For the past fifteen years or so, Stéphanie Lacombe has been capturing the everyday lives of the people of Hauts-de-France; her series *Immobile Home*, *Hyperlife* and *Somme toute* evoke memories of childhood and cinema: motorway service stations, campsites, hypermarket car parks, working-class neighbourhoods… become settings for intimate moments, social comedies or teenage outbursts, whilst remaining firmly rooted in a harsh economic reality.
Driven by a clear-eyed commitment, Stéphanie focuses on the precarious owners of mobile homes, hypermarket shoppers and temporary workers, to shed light on invisible lives. Her images challenge clichés about poverty and show those who work hard, tinker, help one another and devise a thousand strategies.
Her interest in others leads her to take the time to engage with them: she involves her subjects, adjusting poses, lighting and gestures to offer them a representation worthy of their trust, transforming the creation of an image into a shared political and poetic act.

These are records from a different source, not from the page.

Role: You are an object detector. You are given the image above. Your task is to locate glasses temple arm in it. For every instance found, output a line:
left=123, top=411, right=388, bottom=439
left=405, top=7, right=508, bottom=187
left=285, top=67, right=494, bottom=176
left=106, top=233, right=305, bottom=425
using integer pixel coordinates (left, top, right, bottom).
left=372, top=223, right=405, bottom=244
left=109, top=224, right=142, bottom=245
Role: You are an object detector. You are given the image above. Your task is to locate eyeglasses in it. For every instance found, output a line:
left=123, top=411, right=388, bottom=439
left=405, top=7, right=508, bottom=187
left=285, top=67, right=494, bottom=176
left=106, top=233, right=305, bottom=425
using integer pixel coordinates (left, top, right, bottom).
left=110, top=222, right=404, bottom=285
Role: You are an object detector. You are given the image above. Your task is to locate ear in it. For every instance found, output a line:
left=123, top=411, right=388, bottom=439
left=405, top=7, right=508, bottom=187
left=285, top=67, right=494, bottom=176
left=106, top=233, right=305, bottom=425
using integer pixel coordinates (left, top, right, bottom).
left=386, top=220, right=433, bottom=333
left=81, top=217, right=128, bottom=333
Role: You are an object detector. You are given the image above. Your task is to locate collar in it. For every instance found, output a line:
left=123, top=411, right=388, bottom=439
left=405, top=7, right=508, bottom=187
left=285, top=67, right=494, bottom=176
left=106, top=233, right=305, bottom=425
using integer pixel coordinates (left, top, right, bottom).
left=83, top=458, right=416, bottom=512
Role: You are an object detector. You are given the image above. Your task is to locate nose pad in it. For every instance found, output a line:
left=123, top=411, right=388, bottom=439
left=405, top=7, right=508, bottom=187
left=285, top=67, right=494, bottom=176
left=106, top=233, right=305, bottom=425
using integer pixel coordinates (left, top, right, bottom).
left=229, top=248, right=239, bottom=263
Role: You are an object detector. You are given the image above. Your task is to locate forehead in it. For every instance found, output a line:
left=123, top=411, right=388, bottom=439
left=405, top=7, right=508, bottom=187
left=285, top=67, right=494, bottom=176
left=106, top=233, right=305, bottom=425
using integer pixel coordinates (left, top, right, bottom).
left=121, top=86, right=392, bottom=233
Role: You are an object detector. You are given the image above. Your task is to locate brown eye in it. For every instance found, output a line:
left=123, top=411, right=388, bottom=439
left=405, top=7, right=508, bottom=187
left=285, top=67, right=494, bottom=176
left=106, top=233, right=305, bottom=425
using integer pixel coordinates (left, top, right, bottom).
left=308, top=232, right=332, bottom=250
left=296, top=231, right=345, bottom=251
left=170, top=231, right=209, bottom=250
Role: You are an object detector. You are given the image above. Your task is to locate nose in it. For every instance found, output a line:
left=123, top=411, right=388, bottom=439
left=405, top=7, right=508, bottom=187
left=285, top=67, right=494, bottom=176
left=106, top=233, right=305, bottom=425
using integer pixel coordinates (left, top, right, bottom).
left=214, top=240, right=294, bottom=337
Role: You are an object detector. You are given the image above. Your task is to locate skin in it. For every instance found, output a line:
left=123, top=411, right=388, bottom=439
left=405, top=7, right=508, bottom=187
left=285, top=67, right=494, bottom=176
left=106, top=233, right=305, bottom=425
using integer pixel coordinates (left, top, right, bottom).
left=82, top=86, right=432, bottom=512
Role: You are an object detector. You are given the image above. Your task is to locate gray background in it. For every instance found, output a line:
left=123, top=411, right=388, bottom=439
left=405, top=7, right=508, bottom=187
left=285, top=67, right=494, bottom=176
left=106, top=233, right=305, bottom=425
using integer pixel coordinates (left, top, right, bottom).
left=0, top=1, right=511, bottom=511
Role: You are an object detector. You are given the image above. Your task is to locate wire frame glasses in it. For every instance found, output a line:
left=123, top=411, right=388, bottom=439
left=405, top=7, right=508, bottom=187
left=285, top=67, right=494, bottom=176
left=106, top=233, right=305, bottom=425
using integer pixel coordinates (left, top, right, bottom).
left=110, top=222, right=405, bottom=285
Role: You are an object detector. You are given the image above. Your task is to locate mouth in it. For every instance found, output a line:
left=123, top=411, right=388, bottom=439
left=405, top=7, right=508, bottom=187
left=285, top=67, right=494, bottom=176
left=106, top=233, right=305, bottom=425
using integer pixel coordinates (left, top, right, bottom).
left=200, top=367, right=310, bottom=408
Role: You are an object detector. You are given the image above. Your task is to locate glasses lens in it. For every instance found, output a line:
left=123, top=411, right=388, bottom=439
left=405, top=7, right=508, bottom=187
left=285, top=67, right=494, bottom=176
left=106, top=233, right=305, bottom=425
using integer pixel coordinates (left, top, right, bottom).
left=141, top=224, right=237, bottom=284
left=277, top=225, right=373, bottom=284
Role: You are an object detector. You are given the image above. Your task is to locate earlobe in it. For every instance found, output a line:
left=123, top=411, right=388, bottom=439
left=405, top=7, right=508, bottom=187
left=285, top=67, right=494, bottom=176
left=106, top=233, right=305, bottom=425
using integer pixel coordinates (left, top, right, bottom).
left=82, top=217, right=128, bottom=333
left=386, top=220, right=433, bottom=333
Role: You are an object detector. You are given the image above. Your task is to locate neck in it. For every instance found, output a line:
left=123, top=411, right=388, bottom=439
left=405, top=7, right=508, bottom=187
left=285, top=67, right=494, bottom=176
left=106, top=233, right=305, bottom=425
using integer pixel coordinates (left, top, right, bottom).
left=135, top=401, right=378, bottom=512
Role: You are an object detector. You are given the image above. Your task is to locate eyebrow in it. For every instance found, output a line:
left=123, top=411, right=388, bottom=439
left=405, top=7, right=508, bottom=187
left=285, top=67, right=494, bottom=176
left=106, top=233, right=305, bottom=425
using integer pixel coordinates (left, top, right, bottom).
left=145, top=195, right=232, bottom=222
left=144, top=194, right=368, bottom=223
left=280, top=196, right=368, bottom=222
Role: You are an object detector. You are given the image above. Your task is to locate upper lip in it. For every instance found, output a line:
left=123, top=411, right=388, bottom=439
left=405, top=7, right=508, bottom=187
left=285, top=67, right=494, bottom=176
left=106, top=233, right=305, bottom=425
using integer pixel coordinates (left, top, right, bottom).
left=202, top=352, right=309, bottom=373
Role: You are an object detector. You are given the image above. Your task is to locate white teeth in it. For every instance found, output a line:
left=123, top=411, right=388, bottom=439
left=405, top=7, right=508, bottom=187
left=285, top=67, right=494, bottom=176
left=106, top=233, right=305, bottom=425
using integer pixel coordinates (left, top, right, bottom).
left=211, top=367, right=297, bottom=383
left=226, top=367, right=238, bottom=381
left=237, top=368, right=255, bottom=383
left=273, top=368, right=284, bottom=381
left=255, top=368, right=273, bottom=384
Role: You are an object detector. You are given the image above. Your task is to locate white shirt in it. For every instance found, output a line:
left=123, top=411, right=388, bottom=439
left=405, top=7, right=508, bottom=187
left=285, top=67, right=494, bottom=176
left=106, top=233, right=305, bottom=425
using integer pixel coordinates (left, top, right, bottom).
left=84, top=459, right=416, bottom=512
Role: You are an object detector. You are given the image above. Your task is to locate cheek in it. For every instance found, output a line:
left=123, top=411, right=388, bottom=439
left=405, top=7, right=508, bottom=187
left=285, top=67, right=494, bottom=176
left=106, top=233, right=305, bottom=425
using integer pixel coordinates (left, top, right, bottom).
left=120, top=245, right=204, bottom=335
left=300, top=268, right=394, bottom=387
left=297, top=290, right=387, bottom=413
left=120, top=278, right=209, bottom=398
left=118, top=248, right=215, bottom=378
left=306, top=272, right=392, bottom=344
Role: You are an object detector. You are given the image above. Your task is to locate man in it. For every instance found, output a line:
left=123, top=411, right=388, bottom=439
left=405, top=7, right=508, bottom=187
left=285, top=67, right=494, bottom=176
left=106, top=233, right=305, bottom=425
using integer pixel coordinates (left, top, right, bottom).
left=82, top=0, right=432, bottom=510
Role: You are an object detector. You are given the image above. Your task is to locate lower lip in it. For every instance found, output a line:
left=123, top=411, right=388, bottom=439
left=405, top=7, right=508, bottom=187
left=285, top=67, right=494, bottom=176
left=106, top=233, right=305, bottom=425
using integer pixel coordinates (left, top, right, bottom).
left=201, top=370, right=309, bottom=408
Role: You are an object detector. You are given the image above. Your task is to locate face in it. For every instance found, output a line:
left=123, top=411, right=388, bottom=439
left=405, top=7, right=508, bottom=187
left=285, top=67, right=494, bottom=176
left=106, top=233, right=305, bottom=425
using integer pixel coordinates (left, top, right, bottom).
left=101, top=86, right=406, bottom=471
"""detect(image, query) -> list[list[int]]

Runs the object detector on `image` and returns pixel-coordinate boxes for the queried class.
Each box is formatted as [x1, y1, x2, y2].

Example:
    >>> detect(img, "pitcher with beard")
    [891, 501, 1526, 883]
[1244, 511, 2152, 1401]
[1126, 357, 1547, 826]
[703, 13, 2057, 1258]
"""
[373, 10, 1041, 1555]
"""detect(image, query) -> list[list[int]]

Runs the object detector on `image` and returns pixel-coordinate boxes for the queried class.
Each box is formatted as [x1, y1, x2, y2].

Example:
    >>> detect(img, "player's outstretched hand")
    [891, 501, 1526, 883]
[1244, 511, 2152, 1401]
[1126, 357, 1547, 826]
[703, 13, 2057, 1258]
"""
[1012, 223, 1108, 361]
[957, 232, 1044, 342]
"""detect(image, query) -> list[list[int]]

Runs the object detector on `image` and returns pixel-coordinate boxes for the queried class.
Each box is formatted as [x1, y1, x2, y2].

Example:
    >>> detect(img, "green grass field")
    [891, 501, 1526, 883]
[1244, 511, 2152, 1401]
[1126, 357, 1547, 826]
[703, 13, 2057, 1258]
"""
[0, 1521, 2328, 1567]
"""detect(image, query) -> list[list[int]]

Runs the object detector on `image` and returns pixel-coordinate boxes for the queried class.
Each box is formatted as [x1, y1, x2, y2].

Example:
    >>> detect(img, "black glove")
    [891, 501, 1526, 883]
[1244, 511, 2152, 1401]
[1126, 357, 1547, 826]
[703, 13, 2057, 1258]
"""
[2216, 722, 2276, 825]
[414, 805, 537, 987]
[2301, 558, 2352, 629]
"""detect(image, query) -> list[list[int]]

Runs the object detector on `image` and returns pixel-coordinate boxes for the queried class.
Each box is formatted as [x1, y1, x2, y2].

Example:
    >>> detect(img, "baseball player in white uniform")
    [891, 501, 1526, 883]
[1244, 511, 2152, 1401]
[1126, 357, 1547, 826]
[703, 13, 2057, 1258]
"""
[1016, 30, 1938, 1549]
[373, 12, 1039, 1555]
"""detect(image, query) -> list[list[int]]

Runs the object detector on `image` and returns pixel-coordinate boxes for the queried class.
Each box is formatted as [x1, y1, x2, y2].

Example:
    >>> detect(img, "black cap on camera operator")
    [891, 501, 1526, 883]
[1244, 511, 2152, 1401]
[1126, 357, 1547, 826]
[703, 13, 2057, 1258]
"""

Drawing on testimonies and confidences, she crafts short texts that accompany the images like intertitles in a silent film, adding depth to their surface. Thus, the voices of those who speak of ‘what remains to be lived’ rather than purchasing power evoke a collective newspaper subscription, beach towels on the pavement, Sunday steak or oysters from Aldi.
Stéphanie Lacombe’s “little world” rekindles the golden light of childhood holidays, games of make-believe on the tarmac or shopping trolley races, and gathers into a basket of images and words a collection of little joys snatched from the harshness of reality.